BJU Int. 2019 Jan;123(1):98-105. doi: 10.1111/bju.14461. Epub 2018 Jul 23.
To report the safety and efficacy results of patients enrolled in the Italian Nivolumab Renal Cell Cancer Expanded Access Programme.
Patients with metastatic renal cell cancer (mRCC) previously treated with agents targeting the vascular endothelial growth factor pathway were eligible to receive nivolumab 3 mg/kg once every 2 weeks. Patients included in the analysis had received ≥1 dose of nivolumab and were monitored for adverse events (AEs) using Common Terminology Criteria for Adverse Events (CTCAE) v.4.0.
A total of 389 patients were enrolled between July 2015 and April 2016, of whom 18% were aged ≥75 years, 6.7% had non-clear cell RCC, 49.6% had bone and 8.2% brain metastases, and 79% had received ≥2 previous lines of therapy.
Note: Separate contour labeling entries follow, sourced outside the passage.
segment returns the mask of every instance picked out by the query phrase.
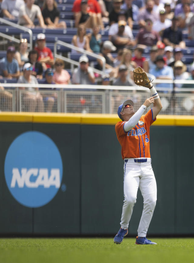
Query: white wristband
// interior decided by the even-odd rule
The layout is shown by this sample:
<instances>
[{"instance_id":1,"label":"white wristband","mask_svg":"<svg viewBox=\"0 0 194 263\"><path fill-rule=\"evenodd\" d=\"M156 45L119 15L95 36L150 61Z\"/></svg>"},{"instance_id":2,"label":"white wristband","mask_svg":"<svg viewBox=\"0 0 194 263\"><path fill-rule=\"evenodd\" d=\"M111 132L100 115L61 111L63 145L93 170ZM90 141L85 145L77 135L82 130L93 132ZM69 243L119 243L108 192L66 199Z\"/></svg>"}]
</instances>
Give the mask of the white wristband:
<instances>
[{"instance_id":1,"label":"white wristband","mask_svg":"<svg viewBox=\"0 0 194 263\"><path fill-rule=\"evenodd\" d=\"M159 99L160 97L159 96L159 95L156 90L156 89L153 85L152 88L151 88L151 89L150 89L151 92L152 96L154 98L154 99Z\"/></svg>"}]
</instances>

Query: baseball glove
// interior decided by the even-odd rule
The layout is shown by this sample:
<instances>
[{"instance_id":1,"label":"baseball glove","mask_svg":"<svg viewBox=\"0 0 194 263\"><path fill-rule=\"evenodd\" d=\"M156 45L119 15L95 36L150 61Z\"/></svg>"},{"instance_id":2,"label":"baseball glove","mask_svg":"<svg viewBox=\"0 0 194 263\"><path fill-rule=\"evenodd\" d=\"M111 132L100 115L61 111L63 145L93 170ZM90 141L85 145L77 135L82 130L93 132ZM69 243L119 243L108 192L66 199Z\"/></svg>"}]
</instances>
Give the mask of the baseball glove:
<instances>
[{"instance_id":1,"label":"baseball glove","mask_svg":"<svg viewBox=\"0 0 194 263\"><path fill-rule=\"evenodd\" d=\"M143 86L150 89L149 83L153 81L150 80L146 72L143 71L141 67L138 67L133 70L133 78L135 83L136 85Z\"/></svg>"}]
</instances>

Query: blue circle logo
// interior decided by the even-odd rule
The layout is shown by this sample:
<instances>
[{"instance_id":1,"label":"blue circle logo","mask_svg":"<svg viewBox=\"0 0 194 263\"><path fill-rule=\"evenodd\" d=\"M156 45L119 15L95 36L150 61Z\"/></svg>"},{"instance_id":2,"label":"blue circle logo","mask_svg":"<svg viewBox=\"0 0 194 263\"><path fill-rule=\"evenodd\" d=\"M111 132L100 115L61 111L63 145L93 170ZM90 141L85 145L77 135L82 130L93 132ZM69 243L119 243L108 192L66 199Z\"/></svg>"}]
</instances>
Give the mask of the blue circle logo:
<instances>
[{"instance_id":1,"label":"blue circle logo","mask_svg":"<svg viewBox=\"0 0 194 263\"><path fill-rule=\"evenodd\" d=\"M5 174L8 187L19 203L30 207L44 205L54 197L61 183L63 165L57 147L37 131L17 137L6 155Z\"/></svg>"}]
</instances>

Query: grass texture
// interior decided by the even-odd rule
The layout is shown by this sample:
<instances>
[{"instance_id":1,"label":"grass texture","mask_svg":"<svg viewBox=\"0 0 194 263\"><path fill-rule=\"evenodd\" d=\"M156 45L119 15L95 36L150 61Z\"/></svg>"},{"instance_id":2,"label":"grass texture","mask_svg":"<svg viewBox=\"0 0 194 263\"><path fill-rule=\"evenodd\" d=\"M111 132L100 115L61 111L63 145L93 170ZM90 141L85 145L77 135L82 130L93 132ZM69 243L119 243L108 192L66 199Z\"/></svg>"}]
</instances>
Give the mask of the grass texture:
<instances>
[{"instance_id":1,"label":"grass texture","mask_svg":"<svg viewBox=\"0 0 194 263\"><path fill-rule=\"evenodd\" d=\"M125 238L1 238L0 263L189 263L194 239L150 238L157 245L137 245Z\"/></svg>"}]
</instances>

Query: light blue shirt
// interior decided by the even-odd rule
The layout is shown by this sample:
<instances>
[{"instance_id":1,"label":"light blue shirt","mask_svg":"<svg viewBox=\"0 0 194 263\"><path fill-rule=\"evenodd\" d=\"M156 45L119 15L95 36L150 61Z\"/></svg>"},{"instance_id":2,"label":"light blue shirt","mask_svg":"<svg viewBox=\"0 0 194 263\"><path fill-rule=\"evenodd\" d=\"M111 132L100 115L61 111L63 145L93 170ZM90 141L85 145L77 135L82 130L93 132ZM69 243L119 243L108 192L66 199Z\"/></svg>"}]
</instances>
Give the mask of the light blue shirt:
<instances>
[{"instance_id":1,"label":"light blue shirt","mask_svg":"<svg viewBox=\"0 0 194 263\"><path fill-rule=\"evenodd\" d=\"M17 61L13 59L11 62L8 62L6 57L3 58L0 60L0 75L3 76L3 70L7 70L8 73L14 74L19 71Z\"/></svg>"},{"instance_id":2,"label":"light blue shirt","mask_svg":"<svg viewBox=\"0 0 194 263\"><path fill-rule=\"evenodd\" d=\"M164 66L162 69L158 69L156 66L155 67L151 69L149 73L155 76L156 78L159 76L168 76L170 77L172 80L174 79L174 73L173 70L171 67L168 66ZM167 84L166 83L160 83L157 84L156 87L159 88L173 88L173 84Z\"/></svg>"}]
</instances>

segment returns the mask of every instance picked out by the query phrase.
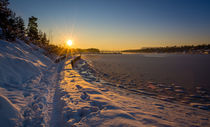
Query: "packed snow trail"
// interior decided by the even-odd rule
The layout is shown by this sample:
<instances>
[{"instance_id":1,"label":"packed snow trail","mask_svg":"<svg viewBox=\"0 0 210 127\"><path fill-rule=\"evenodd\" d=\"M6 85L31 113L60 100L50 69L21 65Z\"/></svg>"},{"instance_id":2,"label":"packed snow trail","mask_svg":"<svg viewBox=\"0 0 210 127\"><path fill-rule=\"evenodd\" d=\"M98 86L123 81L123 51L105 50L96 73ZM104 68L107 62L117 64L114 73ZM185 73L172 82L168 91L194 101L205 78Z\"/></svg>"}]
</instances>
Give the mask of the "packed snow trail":
<instances>
[{"instance_id":1,"label":"packed snow trail","mask_svg":"<svg viewBox=\"0 0 210 127\"><path fill-rule=\"evenodd\" d=\"M54 63L22 41L0 41L0 125L210 126L210 112L137 95L89 73L72 59Z\"/></svg>"},{"instance_id":2,"label":"packed snow trail","mask_svg":"<svg viewBox=\"0 0 210 127\"><path fill-rule=\"evenodd\" d=\"M208 111L110 86L85 69L79 74L70 60L61 75L62 126L210 126Z\"/></svg>"}]
</instances>

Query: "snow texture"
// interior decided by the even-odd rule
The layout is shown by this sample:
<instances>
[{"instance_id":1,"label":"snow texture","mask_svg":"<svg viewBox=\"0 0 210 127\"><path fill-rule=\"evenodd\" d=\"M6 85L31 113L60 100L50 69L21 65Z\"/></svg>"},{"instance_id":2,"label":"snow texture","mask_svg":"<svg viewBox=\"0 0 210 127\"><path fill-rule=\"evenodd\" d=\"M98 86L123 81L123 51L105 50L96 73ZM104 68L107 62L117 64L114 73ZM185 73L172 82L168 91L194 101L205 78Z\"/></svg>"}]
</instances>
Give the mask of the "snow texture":
<instances>
[{"instance_id":1,"label":"snow texture","mask_svg":"<svg viewBox=\"0 0 210 127\"><path fill-rule=\"evenodd\" d=\"M210 126L209 111L138 95L43 52L0 41L1 126Z\"/></svg>"}]
</instances>

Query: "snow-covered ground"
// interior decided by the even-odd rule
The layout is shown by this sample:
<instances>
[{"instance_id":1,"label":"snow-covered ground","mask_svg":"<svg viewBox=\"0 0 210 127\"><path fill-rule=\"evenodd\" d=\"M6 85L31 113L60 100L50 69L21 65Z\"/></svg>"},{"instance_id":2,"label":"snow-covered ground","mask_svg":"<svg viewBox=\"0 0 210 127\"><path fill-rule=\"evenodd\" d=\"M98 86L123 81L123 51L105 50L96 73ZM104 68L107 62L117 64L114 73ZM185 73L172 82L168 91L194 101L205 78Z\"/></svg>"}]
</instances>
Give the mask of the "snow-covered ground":
<instances>
[{"instance_id":1,"label":"snow-covered ground","mask_svg":"<svg viewBox=\"0 0 210 127\"><path fill-rule=\"evenodd\" d=\"M0 41L1 126L210 126L210 112L138 95L94 77L80 61Z\"/></svg>"},{"instance_id":2,"label":"snow-covered ground","mask_svg":"<svg viewBox=\"0 0 210 127\"><path fill-rule=\"evenodd\" d=\"M65 103L65 126L209 126L210 113L178 105L95 79L87 71L82 74L66 61L60 82ZM85 63L81 63L81 66ZM83 75L83 76L82 76ZM84 78L85 77L85 78Z\"/></svg>"}]
</instances>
The most common any-grade treatment-related AEs were fatigue (13%) and rash (9%). Twenty-two patients (5.7%) discontinued treatment because of AEs. There were no treatment-related deaths. The objective response rate was 23.1%. At a median follow-up of 12 months, the median progression-free survival was 4.5 months (95% confidence interval 3.7-6.2) and the 12-month overall survival rate was 63%. Similar survival rates were reported among patients with non-clear-cell histology, elderly patients, those with bone and/or brain metastases, and those who had received prior first-line sunitinib or pazopanib, or prior everolimus.
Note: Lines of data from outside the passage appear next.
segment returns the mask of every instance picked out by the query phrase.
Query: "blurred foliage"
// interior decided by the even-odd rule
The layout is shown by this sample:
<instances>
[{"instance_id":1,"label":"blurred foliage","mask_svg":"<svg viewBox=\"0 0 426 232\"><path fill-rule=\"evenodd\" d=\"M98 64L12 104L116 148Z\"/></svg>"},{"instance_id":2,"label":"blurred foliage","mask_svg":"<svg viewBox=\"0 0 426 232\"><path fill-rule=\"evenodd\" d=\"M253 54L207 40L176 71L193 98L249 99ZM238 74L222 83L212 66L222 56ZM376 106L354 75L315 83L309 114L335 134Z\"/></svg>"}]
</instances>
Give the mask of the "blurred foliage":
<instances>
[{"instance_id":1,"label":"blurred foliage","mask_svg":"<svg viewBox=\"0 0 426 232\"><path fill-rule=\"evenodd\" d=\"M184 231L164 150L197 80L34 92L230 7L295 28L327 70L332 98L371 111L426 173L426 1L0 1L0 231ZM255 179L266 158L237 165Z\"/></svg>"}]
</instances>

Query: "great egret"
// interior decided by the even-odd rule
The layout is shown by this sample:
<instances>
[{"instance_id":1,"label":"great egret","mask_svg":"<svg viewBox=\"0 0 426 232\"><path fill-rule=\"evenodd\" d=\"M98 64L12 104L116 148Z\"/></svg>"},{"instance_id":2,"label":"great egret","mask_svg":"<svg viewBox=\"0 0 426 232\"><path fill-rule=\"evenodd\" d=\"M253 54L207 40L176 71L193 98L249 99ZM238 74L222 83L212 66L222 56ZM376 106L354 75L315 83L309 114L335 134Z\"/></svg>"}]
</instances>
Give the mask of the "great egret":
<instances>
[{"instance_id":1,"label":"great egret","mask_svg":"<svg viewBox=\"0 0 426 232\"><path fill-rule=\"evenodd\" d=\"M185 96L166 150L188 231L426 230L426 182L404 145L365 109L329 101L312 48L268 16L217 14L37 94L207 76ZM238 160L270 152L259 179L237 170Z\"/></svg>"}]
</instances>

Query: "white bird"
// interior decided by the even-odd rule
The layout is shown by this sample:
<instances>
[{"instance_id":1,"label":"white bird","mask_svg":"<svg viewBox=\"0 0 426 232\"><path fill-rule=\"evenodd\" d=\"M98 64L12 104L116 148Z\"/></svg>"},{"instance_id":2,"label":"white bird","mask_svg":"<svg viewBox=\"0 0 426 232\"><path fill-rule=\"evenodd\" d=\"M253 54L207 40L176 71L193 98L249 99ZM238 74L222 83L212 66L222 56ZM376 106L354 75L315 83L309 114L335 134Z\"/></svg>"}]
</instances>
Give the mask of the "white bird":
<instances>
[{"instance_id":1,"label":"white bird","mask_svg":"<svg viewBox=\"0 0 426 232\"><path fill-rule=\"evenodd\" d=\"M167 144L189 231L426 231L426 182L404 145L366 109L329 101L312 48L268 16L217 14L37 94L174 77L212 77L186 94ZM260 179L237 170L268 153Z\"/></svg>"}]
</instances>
The safety and efficacy observed were consistent with those reported in the pivotal Checkmate 025 trial. Results in patients with non-clear-cell mRCC who were elderly, pretreated with everolimus, and had bone and/or brain metastases encourage the use of nivolumab in these categories of patients.
报告参加意大利纳武利尤单抗肾癌扩展使用项目的患者的安全性和疗效结果。
先前接受过血管内皮生长因子通路靶向药物治疗的转移性肾细胞癌(mRCC)患者有资格接受纳武利尤单抗 3mg/kg,每 2 周一次。纳入分析的患者至少接受过 1 剂纳武利尤单抗,并使用不良事件通用术语标准(CTCAE)v.4.0 监测不良事件(AE)。
共有 389 例患者于 2015 年 7 月至 2016 年 4 月入组,其中 18%的患者年龄≥75 岁,6.7%的患者为非透明细胞 RCC,49.6%的患者有骨转移,8.2%的患者有脑转移,79%的患者接受了≥2 线的治疗。最常见的任何级别与治疗相关的 AE 是疲劳(13%)和皮疹(9%)。22 例患者(5.7%)因 AE 停药。无治疗相关死亡。客观缓解率为 23.1%。中位随访 12 个月时,中位无进展生存期为 4.5 个月(95%置信区间 3.7-6.2),12 个月总生存率为 63%。在非透明细胞组织学、老年患者、有骨和/或脑转移的患者,以及先前接受过一线舒尼替尼或帕唑帕尼或依维莫司治疗的患者中,也报告了相似的生存数据。
观察到的安全性和疗效与关键的 Checkmate 025 试验报告的结果一致。在非透明细胞 mRCC 患者中,非透明细胞 mRCC 患者、老年患者、接受过依维莫司治疗、有骨和/或脑转移的患者中观察到的疗效结果鼓励在这些患者人群中使用纳武利尤单抗。